Random Forest based Gene Regulatory Network Inference during E.Coli Biofilm Formation

Which genes are dominating when bacteria are trying to form a film? In this blog, I will build a gene regulatory network from E.Coli gene expression data during biofilm formation, using a method based on Random Forests, and perform a functional analysis for that network.

Background

Biofilms are a community of microorganisms attached to a surface by polysaccharides, proteins, and nucleic acids. E. coli biofilm development is a complex process that leads to beautiful structures that are important for disease and for engineering applications.
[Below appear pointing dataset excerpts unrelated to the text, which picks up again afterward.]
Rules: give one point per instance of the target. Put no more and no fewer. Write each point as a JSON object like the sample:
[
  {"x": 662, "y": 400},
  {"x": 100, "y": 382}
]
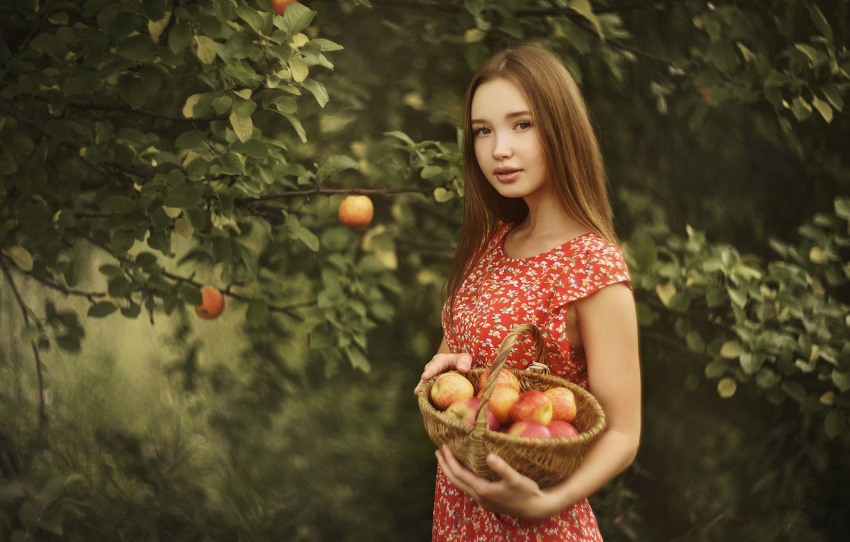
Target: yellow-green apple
[
  {"x": 212, "y": 304},
  {"x": 532, "y": 405},
  {"x": 449, "y": 388},
  {"x": 530, "y": 429},
  {"x": 505, "y": 378},
  {"x": 560, "y": 428},
  {"x": 501, "y": 401},
  {"x": 563, "y": 403},
  {"x": 465, "y": 410},
  {"x": 280, "y": 5},
  {"x": 356, "y": 211}
]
It remains a question that what genes are dominating when bacteria are trying to from a film? $^1$

Datasets

I use a dataset from a microarray experiment of Escherichia coli K-12 strain to investigate biofilm formation in the first 24 hours of the culture. You can download the dataset here. This file contains 4633 rows and 10 columns. Each row include the gene ID, identifier, and the microarray data of one gene after 4, 7, 15, and 24 hours of incubation under two different conditions. The two conditions are under biofilm and in suspension as a control. The first two rows are headers are gene ID, experimental conditions and hours. These signal pathways of these 4631 genes forms a genetic regulatory network. We are going to infer the top regulating genes in this network that drive the biofilm formation process based on these data.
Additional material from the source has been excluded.